📜 ⬆️ ⬇️

Altera + OpenCL: we program under FPGA without knowledge of VHDL / Verilog

image

Hello!

The Altera SDK for OpenCL is a set of libraries and applications that allows you to compile code written in OpenCL into the FPGA firmware from Altera . This allows the programmer to use FPGA as a high-performance computing accelerator without knowledge of HDL languages, and write on what he is used to when it does under the GPU.
')
I played with this tool with a simple example and I want to tell you about it.

Plan:

Welcome under the cut! Carefully , there will be pictures!


A few words about FPGA (FPGA)


FPGA (Field-Programmable Gate Array) is a user-programmable gate array, a type of FPGA .

Such chips are based on small blocks of logic elements. On such primitives, you can build the logic of any chip - from an 8-bit microcontroller to a miner of bitcoins.

More on FPGA
I recommend to watch a very high-quality video:


There is also a good FPGAs for Dummies book, which explains in a very simple language what FPGA is and how these chips are used.


"Classic" development for FPGA looks like this:
the program is described in HDL languages ​​such as VHDL / Verilog and fed to the compiler, which translates the description into the primitive level, and also finds the optimal location of these blocks in the chip, taking into account the specified time constraints (constraints). The clock frequency of the circuit is an example of such a circuit.

Sometimes FPGA is perceived as a more expensive kind of microcontroller: there and there you can blink an LED, unify UART, SPI, I2C. In the past, this was partly true due to the fact that the FPGAs were small (in terms of resources and frequencies), and it was impossible to speak about any serious data processing and competition with processors. Now FPGA chips are getting fatter, and their performance is compared to the GPU.

FPGA makes it possible to control processing at the lowest level: create caches of the right size in the right place, organize pipelining, describe explicit parallelism. You can connect various peripherals (for example, video cameras or Ethernet ports) and perform calculations without a general-purpose processor.

All the charms of FPGA are leveled by the fact that if there is a low level control, then this low level must be programmed! A low level of abstraction always leads to the complexity of development and debugging, an increase in time .

FPGA manufacturers have thought very reasonably about shortening the time-to-market: letting programmers write to FPGA very easily and quickly. One of the standard options for describing a parallel computing program is OpenCL . Altera decided to support OpenCL : it was developed by Altera SDK for OpenCL .

I deliberately omit the OpenCL description: there is a lot of literature in the Russian-speaking Internet on this topic, for example, Introduction to OpenCL .


What to run?


image

You cannot start OpenCL with every FPGA board: Altera has created a special affiliate program, within which the devkits receive the above-mentioned tag, if the board is ready to run OpenCL, it runs regular regression tests, etc.

PCIe


image

A chip with FPGA can be placed on a PCIe card , which is plugged into the motherboard in the appropriate slot (at least instead of the GPU). Through DMA and PCIe FPGA can communicate with DDR memory that is connected to the processor (to collect data for calculations). Also on the board can be placed external memory, which is only available for FPGA (the OS on the CPU will not have access to this memory).

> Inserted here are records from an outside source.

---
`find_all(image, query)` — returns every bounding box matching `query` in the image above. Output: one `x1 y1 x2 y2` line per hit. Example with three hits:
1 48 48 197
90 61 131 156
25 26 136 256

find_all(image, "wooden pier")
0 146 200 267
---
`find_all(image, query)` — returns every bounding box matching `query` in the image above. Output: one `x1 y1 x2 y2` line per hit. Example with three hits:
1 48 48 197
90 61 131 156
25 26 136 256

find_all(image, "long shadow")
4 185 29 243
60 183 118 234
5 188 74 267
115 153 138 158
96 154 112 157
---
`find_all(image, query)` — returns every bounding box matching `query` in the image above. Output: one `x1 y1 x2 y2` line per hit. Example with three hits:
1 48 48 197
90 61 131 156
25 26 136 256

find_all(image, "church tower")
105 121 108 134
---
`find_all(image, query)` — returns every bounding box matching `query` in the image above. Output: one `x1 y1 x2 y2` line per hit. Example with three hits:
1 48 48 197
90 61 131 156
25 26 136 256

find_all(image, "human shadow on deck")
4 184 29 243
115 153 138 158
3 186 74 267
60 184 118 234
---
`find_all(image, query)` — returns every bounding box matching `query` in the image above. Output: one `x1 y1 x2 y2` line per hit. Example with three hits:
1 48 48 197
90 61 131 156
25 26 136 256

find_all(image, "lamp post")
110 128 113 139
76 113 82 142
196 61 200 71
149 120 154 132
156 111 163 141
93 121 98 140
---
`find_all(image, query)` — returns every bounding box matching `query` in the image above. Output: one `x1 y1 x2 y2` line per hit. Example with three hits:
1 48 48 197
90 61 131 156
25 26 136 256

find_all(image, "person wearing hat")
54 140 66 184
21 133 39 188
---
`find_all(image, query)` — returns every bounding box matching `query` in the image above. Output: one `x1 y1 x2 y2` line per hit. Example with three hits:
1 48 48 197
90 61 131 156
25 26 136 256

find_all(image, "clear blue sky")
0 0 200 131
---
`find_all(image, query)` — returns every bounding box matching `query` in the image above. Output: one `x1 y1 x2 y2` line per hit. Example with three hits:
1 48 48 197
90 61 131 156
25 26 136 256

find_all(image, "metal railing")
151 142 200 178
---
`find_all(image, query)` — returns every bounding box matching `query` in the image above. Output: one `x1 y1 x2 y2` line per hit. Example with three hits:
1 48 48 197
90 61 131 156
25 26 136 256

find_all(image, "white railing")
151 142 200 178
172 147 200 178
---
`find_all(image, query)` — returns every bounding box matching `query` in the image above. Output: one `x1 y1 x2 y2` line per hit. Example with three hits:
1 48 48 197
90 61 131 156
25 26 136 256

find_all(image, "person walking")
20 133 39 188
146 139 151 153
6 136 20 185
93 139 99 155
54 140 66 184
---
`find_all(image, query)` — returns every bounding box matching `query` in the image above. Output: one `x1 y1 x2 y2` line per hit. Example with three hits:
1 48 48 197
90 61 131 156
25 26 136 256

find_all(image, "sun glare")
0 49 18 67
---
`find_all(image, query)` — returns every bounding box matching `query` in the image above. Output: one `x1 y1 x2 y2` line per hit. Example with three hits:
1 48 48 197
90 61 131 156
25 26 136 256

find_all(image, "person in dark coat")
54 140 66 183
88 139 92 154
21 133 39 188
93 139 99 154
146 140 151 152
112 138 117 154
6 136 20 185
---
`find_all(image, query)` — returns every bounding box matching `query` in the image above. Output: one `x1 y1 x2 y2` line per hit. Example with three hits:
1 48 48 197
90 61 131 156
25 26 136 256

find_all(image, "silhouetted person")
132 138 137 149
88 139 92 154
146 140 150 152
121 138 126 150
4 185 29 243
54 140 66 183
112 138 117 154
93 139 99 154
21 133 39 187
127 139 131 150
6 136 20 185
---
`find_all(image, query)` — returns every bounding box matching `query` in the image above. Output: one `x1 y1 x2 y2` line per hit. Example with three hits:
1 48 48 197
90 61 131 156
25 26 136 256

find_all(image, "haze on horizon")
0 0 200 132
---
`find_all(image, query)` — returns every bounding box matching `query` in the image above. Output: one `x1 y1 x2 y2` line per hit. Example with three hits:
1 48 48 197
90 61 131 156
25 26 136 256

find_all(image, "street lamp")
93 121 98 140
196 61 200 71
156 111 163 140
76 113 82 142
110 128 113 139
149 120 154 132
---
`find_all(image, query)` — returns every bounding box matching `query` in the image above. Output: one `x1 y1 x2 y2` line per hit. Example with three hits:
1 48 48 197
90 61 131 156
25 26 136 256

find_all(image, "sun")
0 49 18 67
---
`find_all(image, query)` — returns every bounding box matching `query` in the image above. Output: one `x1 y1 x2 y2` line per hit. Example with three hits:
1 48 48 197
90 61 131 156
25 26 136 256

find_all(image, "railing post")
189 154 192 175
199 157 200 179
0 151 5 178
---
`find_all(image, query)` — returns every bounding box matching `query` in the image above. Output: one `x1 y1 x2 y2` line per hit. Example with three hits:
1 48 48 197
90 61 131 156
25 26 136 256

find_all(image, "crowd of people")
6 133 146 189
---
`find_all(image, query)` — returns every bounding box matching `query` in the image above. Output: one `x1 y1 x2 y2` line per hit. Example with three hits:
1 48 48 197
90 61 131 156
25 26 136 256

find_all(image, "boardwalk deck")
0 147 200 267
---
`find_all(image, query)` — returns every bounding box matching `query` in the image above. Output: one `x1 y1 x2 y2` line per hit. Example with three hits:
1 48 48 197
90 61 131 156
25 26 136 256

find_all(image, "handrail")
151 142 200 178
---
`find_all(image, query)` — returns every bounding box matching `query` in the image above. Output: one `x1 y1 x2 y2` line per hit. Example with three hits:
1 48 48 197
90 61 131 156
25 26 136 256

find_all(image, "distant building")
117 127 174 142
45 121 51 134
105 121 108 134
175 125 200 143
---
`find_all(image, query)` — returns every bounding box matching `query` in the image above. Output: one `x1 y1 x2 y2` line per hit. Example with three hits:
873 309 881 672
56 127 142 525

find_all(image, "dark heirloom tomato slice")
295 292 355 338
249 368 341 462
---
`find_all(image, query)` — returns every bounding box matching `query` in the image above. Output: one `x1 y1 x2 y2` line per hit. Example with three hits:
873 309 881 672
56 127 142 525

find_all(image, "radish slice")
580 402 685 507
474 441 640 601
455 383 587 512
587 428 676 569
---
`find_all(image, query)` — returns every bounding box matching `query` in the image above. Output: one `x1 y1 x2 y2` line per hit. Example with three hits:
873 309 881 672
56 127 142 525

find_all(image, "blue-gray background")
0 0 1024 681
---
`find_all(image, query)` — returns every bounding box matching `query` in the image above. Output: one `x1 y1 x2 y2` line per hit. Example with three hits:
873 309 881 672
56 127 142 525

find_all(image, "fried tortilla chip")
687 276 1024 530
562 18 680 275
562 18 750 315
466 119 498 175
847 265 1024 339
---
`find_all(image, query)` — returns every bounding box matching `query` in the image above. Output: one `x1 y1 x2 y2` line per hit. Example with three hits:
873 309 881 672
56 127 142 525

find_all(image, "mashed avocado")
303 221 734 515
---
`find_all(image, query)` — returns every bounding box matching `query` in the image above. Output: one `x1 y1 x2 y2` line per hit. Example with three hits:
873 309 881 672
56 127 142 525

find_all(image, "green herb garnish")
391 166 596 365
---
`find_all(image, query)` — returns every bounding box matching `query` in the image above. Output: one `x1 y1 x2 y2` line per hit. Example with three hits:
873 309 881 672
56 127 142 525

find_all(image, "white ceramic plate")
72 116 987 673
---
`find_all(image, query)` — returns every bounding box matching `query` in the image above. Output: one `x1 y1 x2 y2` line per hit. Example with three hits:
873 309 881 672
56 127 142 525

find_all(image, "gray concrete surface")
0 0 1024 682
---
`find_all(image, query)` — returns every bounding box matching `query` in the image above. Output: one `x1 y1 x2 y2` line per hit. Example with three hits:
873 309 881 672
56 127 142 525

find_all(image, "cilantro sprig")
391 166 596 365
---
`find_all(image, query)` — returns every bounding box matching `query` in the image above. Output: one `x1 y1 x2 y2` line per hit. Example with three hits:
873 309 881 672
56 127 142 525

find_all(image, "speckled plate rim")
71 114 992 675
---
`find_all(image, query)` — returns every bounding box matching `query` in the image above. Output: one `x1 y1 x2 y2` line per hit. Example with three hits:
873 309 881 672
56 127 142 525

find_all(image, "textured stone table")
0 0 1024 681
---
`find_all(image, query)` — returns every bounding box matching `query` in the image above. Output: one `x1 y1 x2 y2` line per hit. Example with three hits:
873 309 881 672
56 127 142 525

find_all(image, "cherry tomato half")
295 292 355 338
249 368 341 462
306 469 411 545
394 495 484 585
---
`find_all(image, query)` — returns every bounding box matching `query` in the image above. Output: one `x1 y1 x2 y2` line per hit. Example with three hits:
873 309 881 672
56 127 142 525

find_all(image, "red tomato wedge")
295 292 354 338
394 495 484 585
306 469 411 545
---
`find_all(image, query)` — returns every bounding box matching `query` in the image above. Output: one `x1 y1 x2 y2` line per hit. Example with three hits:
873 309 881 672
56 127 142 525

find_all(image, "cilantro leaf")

External memory may be needed to store intermediate calculations: access to it will be cheaper than access via DMA to host memory. It does not have to be DDR: for some calculations, low-latency SRAM may work better.

Data for processing can be sent to the kernel not only from global memory, but also from I / O channels, for example, from Ethernet ports. In this case, the host only configures the kernels, and the data is processed with minimal delay. (If you see the words Ethernet, FPGA and low-latency next to them, then in most cases high-frequency trading is implied).

SoC


image
The second option is possible on SoC 'ax, where programmable logic and an ARM processor are located in one crystal.

DDR-memory, shaded green, is a shared resource: on the one hand it uses the CPU (there you can run linux ), and on the other, the FPGA can read / write directly to this memory via an SDRAM controller with minimal overhead. As with a PCIe card, external memory can be connected to the FPGA, but the need for this is less, because always on hand DDR.

Read more about the platforms here .

It is possible to run OpenCL on those boards that do not have the Altera Preferred Board for OpenCL sign. I will not talk about this, as a starting point I propose to look at the official Altera SDK for OpenCL manual : Custom Platform Toolkit User Guide .

Development process (workflow)


What steps need to be performed to start the kernel?



I note that compilation into aocx file can take several hours !
What happens when aoc kernel.cl is called ?

Build aocx




This aocx file is then used to “boot” the kernel.

DE1-SoC OpenCL BSP


In words and pictures, everything looks very smoothly: Verilog's knowledge is not needed.
What really?

The DE1-SoC board from Terasic again appeared in my hands. It is based on the stone Cyclone V SoC ( 5CSEMA5F31C6 ).

image

Hidden text
image


This card has the Altera Preferred Board for OpenCL sign, so the launch of OpenCL should be out of the box: we need an OpenCL BSP for this particular board. You can take it here .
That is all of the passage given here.